Столько раз меня выворачивало наизнанку, что не счесть. Никита молча подошел сзади и удерживал слабое тело так, чтобы я окончательно не упала лицом в унитаз. Слабость усиливалась с каждым позывом рвоты. Когда все закончилось. Он спросил меня только одно:
– Ты можешь быть беременной?
Когда у меня в последний раз были месячные? Так давно, что и не счесть. Страх противными щупальцами прошелся по спине.
Мы не предохранялись, Арслан часто срывался, так что да. Я могла быть беременной.
– Не знаю, – обреченно выдала, на что Никита саданул кулаком по стенке. Сбивая руки в кровь снова.
В тот день он ушел, оставив меня наедине со своими страхами. Я не знала, смогла ли достучаться до него, не знала, по сути, ничего. Моя комната была заперта, окно на проветривании. Но не стала бы я сбегать с третьего этажа по веревке?
Даже горько усмехнулась от своих больных мыслей.
Наш разговор с Никитой наложил на меня свой отпечаток. Я свернулась калачиком на кровати и уже атаковала свой мозг всем сразу. Страхом за Арслана, за Никиту, догадками о том, что может случиться с ними и нами, подозрениями в беременности. Все скопом, вихрем кружило в воспаленном мозгу. Потому, когда Никита молча пришел под вечер с пакетом тестов на беременность, я не сразу поняла это. Только после касания теплой ладони к щеке.
– Сделай, – одно слово и протянутая рука.
Пульсация в голове усиливалась с каждым моим движением. Я не помнила себя, когда делала все четко по инструкции на упаковке. Не помнила, как ждала результат.

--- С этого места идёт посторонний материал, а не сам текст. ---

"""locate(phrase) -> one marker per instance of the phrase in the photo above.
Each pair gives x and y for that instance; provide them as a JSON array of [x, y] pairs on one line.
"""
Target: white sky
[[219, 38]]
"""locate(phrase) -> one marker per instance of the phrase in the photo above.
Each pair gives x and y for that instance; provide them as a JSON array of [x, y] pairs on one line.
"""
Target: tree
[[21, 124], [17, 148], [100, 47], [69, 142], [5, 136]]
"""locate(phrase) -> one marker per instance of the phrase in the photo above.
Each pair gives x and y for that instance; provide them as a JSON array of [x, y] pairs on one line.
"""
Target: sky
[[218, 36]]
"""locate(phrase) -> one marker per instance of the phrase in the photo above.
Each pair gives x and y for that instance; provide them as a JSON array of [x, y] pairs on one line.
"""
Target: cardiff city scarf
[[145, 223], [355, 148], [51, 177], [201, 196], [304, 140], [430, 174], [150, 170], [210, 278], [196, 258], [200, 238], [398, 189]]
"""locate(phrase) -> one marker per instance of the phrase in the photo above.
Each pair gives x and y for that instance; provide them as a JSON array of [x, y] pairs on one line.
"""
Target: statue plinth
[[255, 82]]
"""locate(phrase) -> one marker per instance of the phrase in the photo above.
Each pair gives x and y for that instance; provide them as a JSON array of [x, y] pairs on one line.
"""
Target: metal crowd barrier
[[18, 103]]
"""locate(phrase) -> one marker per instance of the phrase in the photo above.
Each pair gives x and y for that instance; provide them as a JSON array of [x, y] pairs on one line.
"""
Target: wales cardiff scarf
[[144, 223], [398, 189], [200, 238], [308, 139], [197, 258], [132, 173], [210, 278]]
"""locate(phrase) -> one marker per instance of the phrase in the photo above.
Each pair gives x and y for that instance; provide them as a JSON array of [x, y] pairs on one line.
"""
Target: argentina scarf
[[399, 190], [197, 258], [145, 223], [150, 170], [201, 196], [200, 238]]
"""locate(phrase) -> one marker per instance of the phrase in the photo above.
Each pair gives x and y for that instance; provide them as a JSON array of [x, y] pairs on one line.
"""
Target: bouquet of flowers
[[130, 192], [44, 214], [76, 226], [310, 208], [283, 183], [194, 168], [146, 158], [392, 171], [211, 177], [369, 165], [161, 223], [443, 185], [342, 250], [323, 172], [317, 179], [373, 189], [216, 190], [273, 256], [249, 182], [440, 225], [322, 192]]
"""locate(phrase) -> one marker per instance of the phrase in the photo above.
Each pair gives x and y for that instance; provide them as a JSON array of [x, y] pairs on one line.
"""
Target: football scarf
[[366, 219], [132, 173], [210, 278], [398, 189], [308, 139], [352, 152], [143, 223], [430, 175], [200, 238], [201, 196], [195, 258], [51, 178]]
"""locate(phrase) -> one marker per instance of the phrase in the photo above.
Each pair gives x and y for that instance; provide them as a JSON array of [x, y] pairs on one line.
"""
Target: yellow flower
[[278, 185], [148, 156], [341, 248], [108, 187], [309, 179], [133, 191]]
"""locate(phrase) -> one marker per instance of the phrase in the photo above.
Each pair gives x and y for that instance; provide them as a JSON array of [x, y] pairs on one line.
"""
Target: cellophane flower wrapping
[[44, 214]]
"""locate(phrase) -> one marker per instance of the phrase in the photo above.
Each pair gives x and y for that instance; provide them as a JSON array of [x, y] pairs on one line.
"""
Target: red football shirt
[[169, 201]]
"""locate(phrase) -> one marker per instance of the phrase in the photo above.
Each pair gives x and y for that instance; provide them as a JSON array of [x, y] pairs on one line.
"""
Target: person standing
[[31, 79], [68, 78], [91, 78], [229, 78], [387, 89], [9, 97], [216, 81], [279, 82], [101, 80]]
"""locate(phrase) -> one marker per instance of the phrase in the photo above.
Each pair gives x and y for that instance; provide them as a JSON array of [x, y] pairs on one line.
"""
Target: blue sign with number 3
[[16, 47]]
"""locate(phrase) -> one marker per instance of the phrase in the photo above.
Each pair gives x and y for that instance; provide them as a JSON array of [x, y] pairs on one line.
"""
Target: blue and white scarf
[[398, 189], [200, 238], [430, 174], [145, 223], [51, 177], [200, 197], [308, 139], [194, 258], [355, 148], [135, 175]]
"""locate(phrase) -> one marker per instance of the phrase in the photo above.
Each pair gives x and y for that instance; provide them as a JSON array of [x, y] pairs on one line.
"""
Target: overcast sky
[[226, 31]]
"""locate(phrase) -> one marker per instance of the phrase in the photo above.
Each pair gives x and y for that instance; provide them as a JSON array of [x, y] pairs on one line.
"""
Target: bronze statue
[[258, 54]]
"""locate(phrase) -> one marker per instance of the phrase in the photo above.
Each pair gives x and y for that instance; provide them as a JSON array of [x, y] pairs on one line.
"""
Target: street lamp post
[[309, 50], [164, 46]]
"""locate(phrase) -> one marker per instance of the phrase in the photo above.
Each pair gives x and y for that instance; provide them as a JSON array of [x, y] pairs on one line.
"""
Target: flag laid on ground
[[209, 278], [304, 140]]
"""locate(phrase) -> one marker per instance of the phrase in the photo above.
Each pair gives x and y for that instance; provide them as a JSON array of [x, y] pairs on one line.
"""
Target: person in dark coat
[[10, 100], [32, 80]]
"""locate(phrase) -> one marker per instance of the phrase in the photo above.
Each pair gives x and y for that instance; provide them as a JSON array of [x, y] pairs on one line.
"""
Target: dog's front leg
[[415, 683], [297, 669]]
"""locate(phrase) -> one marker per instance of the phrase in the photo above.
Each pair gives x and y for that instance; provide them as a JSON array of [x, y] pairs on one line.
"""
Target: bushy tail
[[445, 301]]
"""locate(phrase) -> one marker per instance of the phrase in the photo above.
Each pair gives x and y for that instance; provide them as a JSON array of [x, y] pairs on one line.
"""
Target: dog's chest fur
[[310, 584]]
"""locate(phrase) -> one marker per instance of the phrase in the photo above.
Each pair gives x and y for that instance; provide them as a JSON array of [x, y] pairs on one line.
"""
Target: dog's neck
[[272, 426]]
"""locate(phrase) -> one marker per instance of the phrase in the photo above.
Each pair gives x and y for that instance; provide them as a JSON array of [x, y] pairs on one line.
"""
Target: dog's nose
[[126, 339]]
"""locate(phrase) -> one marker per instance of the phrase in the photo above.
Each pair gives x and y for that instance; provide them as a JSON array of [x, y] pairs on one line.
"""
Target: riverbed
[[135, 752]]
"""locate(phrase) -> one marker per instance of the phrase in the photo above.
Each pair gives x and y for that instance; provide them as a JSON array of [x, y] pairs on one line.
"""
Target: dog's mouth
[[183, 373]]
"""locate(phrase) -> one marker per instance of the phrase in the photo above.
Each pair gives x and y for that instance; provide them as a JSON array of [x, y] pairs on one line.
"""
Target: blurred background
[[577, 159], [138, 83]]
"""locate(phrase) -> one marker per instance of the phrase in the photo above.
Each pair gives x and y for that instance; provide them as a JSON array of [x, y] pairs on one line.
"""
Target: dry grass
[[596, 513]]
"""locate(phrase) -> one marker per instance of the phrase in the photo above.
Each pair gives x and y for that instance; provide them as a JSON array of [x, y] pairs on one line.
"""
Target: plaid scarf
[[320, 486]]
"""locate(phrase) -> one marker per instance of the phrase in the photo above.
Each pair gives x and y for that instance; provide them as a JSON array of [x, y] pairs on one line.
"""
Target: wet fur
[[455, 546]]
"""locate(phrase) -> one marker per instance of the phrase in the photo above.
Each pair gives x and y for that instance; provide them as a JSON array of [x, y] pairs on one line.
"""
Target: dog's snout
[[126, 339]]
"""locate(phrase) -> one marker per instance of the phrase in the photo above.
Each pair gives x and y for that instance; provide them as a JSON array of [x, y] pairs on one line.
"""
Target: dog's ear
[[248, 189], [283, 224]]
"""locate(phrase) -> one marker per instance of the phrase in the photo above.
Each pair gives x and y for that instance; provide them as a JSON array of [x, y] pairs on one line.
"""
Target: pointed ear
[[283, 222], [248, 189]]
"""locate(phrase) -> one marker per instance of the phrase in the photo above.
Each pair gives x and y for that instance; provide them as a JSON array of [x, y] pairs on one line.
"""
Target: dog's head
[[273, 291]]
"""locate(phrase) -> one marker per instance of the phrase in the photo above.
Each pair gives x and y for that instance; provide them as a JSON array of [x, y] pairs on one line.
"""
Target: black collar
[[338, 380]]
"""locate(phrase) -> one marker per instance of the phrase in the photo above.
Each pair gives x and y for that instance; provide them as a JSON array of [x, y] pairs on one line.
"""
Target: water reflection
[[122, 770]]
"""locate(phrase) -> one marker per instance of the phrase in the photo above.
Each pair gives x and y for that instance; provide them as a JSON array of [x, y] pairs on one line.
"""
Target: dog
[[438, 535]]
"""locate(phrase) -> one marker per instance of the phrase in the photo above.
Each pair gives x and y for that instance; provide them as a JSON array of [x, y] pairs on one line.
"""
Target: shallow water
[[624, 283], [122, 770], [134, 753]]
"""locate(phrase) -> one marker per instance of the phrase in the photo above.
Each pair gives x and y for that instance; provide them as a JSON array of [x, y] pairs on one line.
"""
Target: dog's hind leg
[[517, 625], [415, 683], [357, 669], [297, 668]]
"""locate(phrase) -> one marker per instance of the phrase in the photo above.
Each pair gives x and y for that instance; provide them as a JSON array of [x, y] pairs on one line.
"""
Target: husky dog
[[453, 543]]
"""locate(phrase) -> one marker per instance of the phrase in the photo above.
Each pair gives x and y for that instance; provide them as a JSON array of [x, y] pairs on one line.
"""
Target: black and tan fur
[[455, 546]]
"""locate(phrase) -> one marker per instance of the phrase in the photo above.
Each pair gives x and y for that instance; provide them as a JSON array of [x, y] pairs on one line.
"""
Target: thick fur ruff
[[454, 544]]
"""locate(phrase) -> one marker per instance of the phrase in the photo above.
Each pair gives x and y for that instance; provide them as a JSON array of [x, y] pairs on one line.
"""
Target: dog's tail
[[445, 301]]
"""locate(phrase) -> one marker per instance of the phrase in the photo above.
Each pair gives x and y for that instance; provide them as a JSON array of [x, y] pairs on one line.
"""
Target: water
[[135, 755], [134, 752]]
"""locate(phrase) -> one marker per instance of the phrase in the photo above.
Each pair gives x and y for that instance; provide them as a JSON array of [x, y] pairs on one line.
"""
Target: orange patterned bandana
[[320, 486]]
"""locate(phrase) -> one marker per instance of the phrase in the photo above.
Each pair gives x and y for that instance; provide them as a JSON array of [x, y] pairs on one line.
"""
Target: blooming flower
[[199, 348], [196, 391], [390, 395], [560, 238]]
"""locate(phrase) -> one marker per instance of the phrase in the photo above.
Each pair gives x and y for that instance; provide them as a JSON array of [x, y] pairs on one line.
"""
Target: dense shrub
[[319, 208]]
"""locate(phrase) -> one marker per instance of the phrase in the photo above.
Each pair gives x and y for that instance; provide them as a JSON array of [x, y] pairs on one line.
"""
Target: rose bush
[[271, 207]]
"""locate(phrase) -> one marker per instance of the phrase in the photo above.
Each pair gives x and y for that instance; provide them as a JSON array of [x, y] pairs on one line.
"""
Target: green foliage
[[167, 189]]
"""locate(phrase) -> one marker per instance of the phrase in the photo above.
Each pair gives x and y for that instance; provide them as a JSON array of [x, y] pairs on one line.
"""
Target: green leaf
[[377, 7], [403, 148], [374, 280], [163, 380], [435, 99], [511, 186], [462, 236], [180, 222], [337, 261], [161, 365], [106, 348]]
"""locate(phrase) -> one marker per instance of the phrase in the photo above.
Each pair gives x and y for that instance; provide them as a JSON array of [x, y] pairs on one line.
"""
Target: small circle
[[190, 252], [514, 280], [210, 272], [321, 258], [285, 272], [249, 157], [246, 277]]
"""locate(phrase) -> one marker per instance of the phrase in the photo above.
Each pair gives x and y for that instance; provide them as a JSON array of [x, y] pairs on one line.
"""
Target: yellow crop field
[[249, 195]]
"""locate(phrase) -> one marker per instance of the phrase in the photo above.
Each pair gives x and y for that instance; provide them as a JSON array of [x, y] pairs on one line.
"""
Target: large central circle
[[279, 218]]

Зато я на всю жизнь запомню тот момент, когда мои глаза напоролись на две полоски на тесте. И я запомню расширившиеся от ужаса глаза Никиты. В них было так много боли, ненависти и неприкрытой злобы, что меня отшатнуло.
– Ты хочешь этого ребенка? – он жестко зафиксировал мой подбородок, пока я вся тряслась, как осиновый лист.
Я бы никогда не смогла причинить своему ребенку вред. Никогда. Сил на ответ не было, я плакала и кивала.
– Значит, ты прекращаешь истерику и делаешь то, что я говорю.
Голубые глаза задержались на моих губах на мгновения. Я думала, что Никита снова мог бы сорваться. И тогда я бы просто распалась окончательною, но он прикрыл глаза, столкнулся лбом с моим и отпустил меня.